Hi.
I raised the following issue, but the traefiker bot closed it thinking it is not a bug, but it definitely is a bug.
I'll repeat the details of the issue below:
I have been testing DR scenarios of a Kubernetes cluster, and while doing so was tearing it down completely and recreating it.
After doing that, the Traefik Kubernetes Service would get stuck in the pending state.

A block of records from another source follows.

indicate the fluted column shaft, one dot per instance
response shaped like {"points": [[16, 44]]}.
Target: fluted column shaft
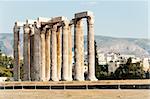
{"points": [[78, 44], [54, 54], [16, 69], [91, 52], [26, 53], [70, 53], [37, 55], [65, 51], [59, 53], [32, 53], [47, 53], [43, 54]]}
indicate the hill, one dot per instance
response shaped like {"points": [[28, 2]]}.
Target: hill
{"points": [[134, 46]]}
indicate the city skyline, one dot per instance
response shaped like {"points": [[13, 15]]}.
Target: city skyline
{"points": [[112, 18]]}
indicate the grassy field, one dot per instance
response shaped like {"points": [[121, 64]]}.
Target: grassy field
{"points": [[74, 94]]}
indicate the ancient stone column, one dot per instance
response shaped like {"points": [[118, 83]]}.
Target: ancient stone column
{"points": [[26, 53], [37, 54], [65, 50], [32, 53], [43, 32], [91, 53], [54, 76], [47, 53], [59, 53], [70, 53], [78, 44], [16, 69]]}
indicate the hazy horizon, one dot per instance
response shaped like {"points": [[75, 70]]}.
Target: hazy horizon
{"points": [[114, 18]]}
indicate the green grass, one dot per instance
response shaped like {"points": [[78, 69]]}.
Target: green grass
{"points": [[4, 72]]}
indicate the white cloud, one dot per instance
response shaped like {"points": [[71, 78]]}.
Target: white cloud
{"points": [[89, 3]]}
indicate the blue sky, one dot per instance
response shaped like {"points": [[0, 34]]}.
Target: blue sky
{"points": [[117, 18]]}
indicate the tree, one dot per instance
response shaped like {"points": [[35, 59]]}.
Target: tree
{"points": [[101, 71], [129, 71]]}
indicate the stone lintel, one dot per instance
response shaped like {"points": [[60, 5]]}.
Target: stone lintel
{"points": [[43, 19], [31, 22], [83, 14], [54, 20], [19, 24], [71, 22]]}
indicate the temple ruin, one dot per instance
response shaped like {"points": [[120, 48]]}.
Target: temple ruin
{"points": [[47, 48]]}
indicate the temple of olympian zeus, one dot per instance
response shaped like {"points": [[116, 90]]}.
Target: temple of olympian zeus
{"points": [[47, 48]]}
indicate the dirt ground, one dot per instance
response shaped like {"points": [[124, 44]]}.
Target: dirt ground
{"points": [[75, 94]]}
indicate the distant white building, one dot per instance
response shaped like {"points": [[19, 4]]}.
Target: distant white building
{"points": [[146, 64]]}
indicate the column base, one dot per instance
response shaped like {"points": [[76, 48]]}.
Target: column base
{"points": [[79, 79], [55, 79], [70, 79], [65, 79], [92, 79]]}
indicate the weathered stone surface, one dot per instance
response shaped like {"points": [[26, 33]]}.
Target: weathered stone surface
{"points": [[83, 14], [59, 53], [26, 53], [47, 53], [70, 52], [16, 69], [91, 51], [54, 54], [32, 56], [65, 51], [37, 55], [43, 32], [78, 44]]}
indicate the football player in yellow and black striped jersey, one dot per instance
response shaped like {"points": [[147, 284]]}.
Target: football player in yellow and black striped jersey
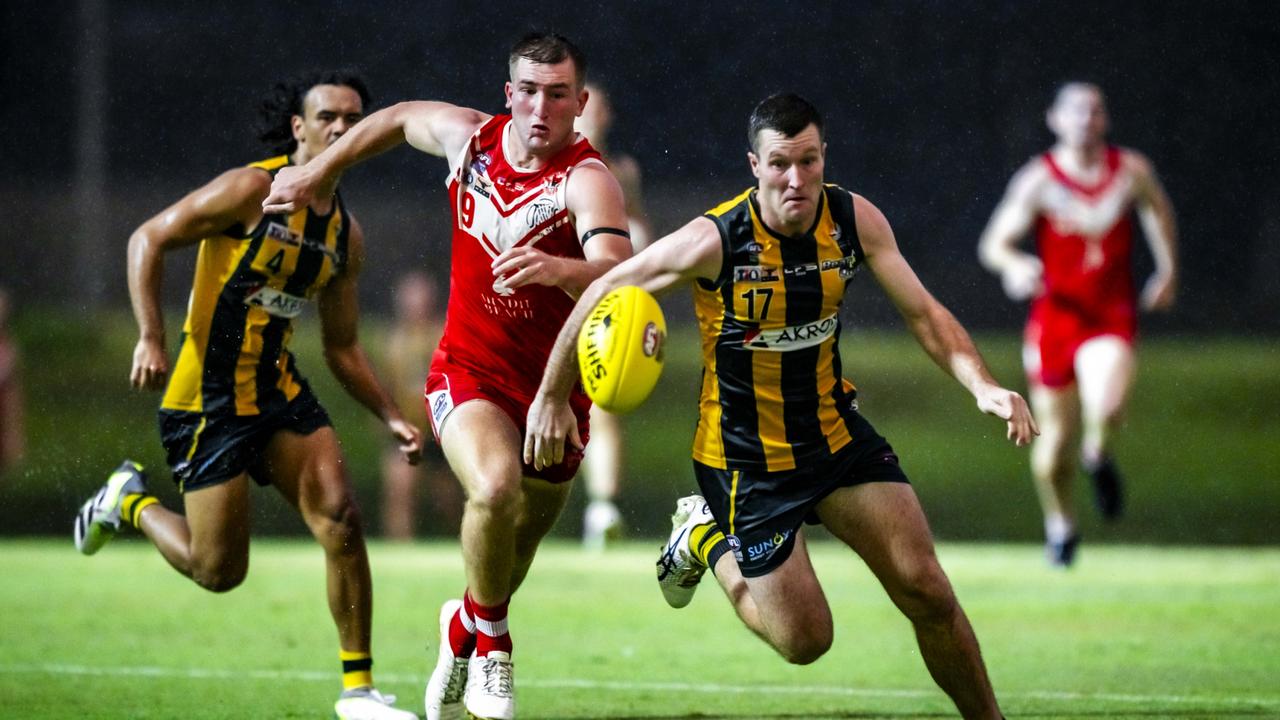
{"points": [[236, 405], [780, 441]]}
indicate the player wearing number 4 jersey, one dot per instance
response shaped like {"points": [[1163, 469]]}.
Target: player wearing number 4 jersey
{"points": [[1078, 346], [536, 217], [778, 440]]}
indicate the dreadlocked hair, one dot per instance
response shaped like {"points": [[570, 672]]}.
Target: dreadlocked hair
{"points": [[284, 100]]}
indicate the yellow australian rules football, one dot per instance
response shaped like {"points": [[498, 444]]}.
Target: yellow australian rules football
{"points": [[620, 349]]}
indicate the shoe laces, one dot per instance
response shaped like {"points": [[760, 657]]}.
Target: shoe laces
{"points": [[457, 682], [497, 677], [668, 563]]}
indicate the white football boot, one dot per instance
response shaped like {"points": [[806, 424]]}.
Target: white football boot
{"points": [[490, 687], [448, 680], [99, 518], [679, 569], [368, 703]]}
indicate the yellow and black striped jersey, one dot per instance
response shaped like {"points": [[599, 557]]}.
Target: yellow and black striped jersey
{"points": [[772, 390], [248, 287]]}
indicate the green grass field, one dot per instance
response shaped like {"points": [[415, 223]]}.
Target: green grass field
{"points": [[1201, 447], [1132, 632]]}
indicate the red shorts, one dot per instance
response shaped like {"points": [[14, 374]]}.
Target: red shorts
{"points": [[449, 386], [1054, 333]]}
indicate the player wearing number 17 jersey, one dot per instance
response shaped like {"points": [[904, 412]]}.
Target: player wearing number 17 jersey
{"points": [[778, 442], [536, 217]]}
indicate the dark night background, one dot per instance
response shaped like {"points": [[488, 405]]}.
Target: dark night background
{"points": [[931, 106]]}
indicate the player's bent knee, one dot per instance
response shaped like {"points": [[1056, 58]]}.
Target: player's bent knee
{"points": [[219, 578], [805, 648], [926, 593], [494, 497], [337, 523]]}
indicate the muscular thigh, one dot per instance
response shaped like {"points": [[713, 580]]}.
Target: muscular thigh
{"points": [[483, 446], [1104, 370], [885, 524], [307, 470], [790, 595], [218, 519], [1057, 410]]}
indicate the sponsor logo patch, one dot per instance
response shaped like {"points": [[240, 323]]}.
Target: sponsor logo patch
{"points": [[275, 302], [540, 212], [792, 337], [764, 548], [755, 273], [440, 405]]}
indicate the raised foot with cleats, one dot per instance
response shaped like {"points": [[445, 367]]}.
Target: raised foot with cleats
{"points": [[99, 518], [679, 568], [448, 680], [1061, 554], [368, 703], [490, 687]]}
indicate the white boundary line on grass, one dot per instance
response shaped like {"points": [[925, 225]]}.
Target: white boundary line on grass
{"points": [[316, 675]]}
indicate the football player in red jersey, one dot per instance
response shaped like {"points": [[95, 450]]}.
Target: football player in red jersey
{"points": [[536, 217], [1078, 349]]}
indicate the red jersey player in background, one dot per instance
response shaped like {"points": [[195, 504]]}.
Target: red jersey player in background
{"points": [[1078, 347], [536, 217]]}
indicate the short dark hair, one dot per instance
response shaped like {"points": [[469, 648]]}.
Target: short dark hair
{"points": [[549, 49], [786, 113], [286, 99]]}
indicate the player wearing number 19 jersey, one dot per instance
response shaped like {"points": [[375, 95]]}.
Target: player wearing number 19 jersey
{"points": [[536, 217], [1078, 199], [496, 333]]}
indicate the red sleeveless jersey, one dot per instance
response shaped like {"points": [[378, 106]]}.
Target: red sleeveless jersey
{"points": [[1084, 236], [493, 331]]}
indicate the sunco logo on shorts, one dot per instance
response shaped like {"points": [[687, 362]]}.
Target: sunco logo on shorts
{"points": [[766, 548], [275, 302], [792, 337], [735, 546]]}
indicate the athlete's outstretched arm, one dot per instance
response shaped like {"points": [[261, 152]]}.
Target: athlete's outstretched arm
{"points": [[693, 251], [231, 199], [1156, 214], [1020, 272], [339, 317], [595, 203], [935, 327], [437, 128]]}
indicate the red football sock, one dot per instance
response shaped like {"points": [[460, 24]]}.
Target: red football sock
{"points": [[462, 630], [490, 623]]}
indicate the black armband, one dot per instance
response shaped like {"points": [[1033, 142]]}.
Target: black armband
{"points": [[588, 235]]}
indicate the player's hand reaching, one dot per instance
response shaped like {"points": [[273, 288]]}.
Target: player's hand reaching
{"points": [[549, 424], [528, 265], [292, 188], [1009, 406], [1159, 292], [408, 437], [150, 365]]}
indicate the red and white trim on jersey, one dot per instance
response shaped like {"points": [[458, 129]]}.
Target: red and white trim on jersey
{"points": [[499, 333]]}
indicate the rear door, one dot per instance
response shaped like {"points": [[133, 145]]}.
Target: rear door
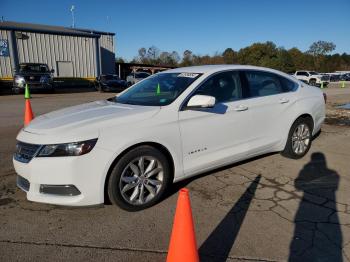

Describing the Traefik Kubernetes Service resource showed events like so:
Events:
Type Reason Age From Message
---- ------ ---- ---- -------
Warning CreatingLoadBalancerFailed 13m service-controller Error creating load balancer (will retry): failed to ensure load balancer for service traefik/traefik: Error adding tags after creating Load Balancer: "ValidationError: Only one resource can be tagged at a time\n\tstatus code: 400, request id: ac350d6d-1267-40e5-8e53-06f285a6cc85"
Warning CreatingLoadBalancerFailed 13m service-controller Error creating load balancer (will retry): failed to ensure load balancer for service traefik/traefik: error authorizing security group ingress: "InvalidParameterValue: The same permission must not appear multiple times\n\tstatus code: 400, request id: 5f6c1198-e83c-4120-8399-bff08b36bc37"
Warning CreatingLoadBalancerFailed 13m service-controller Error creating load balancer (will retry): failed to ensure load balancer for service traefik/traefik: error authorizing security group ingress: "InvalidParameterValue: The same permission must not appear multiple times\n\tstatus code: 400, request id: 9a4b6308-7ac1-4731-bd88-b5ddf3a687db"
Warning CreatingLoadBalancerFailed 13m service-controller Error creating load balancer (will retry): failed to ensure load balancer for service traefik/traefik: error authorizing security group ingress: "InvalidParameterValue: The same permission must not appear multiple times\n\tstatus code: 400, request id: b672c5ed-8724-4e0c-be7e-ab90faebdc38"
Warning CreatingLoadBalancerFailed 12m service-controller Error creating load balancer (will retry): failed to ensure load balancer for service traefik/traefik: error authorizing security group ingress: "InvalidParameterValue: The same permission must not appear multiple times\n\tstatus code: 400, request id: 7a8b0541-63c4-4c5b-abde-27a953dee98d"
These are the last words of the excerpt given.